9:53pm PT by Abid Rahman
'Wonder Woman': What the Critics Are Saying
The first Wonder Woman reviews are in, and it seems director Patty Jenkins and star Gal Gadot have lassoed the critics into loving DC Entertainment's origin story of the Amazonian warrior princess.
As the review embargo broke Monday night, the movie crept toward a 96 percent fresh rating on Rotten Tomatoes, and the general consensus seemed to be that Wonder Woman was a fun, romantic and enjoyable movie, perhaps even the best entry into the DC Extended Universe so far. Moreover, many critics felt the movie had the added luck of great timing, tapping into the zeitgeist to push it beyond mere entertainment.
THR's Sheri Linden was more restrained in her praise, noting that the "lightness" of Wonder Woman is a stark counterpoint to the "Sturm und Drang of Batman v. Superman." Linden felt the film had to check off too many of the action-fantasy requisites, but overall, as an "origin story, with its direct and relatively uncluttered trajectory, offers a welcome change of pace from a superhero realm that’s often overloaded with interconnections and cross-references."
Entertainment Weekly's Chris Nashawaty was effusive, suggesting that Jenkins' film was in the top tier of DC superhero movies, which includes Christopher Nolan's The Dark Knight trilogy. "Wonder Woman is smart, slick, and satisfying in all of the ways superhero films ought to be," wrots Nashawaty, adding: "How deliciously ironic that in a genre where the boys seem to have all the fun, a female hero and a female director are the ones to show the fellas how it’s done."
IGN's Joshua Yehl also gave Wonder Woman a resounding thumbs-up, describing the film as "leaps and bounds above the other three entries in the DCEU." Yehl wrote that the film will come as a relief to DC and Warner Bros. and break their "stink streak" after Man of Steel, Batman v Superman and Suicide Squad. Yehl added: "Wonder Woman proves to be an emotionally resonate film that won me over with its refreshing take on the superhero formula that featured something we haven’t seen in the DCEU yet: a true, bona fide hero."
USA Today's Kelly Lawler gave Wonder Woman 3.5 stars out of 4, describing it as a "genuinely surprising film that plays with genre and throws out the now very tired superhero movie formula."
The Associated Press' Lindsey Bahr noted the sociopolitical and social media baggage that surrounds Wonder Woman but said that ultimately the film would live or die as entertainment. Bahr wrote: "Yet, like the heroine at its center, Wonder Woman the movie rises with powerful grace above the noise.

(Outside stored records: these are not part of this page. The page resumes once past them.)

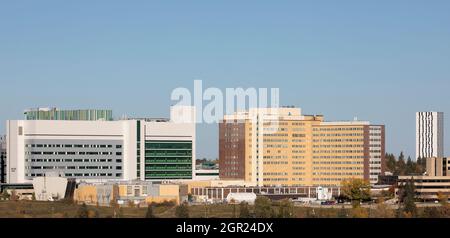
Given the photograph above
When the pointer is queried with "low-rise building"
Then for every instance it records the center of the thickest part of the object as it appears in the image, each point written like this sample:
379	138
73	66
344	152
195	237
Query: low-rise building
2	159
426	187
438	166
124	192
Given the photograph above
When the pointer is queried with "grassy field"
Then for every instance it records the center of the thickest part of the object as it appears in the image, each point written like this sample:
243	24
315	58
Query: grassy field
35	209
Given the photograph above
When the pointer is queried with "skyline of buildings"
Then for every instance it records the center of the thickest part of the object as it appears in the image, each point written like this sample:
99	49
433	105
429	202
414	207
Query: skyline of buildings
429	134
261	146
75	115
102	150
280	146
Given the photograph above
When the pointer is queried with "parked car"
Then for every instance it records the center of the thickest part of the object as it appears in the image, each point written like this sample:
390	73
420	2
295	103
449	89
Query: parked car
328	203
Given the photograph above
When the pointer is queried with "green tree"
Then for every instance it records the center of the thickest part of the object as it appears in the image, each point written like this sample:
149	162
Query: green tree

It's not perfect, but it's often good, sometimes great and exceptionally re-watchable."
Indiewire's Kate Erbland was also gushing in her praise and felt the film was an "origin story that functions beautifully on its own while also bolstering excitement for the franchise's future."
Uproxx's Mike Ryan was a huge fan and compared the film favorably with the best of Marvel's offerings. Ryan wrote: "Wonder Woman has a vibe reminiscent of Captain America: The First Avenger (a shield-welding superhero in the middle of a World War) meets the first Thor (a powerful god has to learn to fit in with humans and is a fish out of water). The backdrop of war is grim, but the characters remain true, and finally here’s a DC movie with real warmth and humor — mostly in the form of banter between Gadot and Pine."
There were some dissenting voices, most notably The Guardian's Steve Rose, who titled his Wonder Woman review with the snarky line "glass ceiling still intact as Gal Gadot reduced to weaponised Smurfette." Rose wrote that "[what] promised to be a glass-ceiling-smashing blockbuster actually looks more like a future camp classic."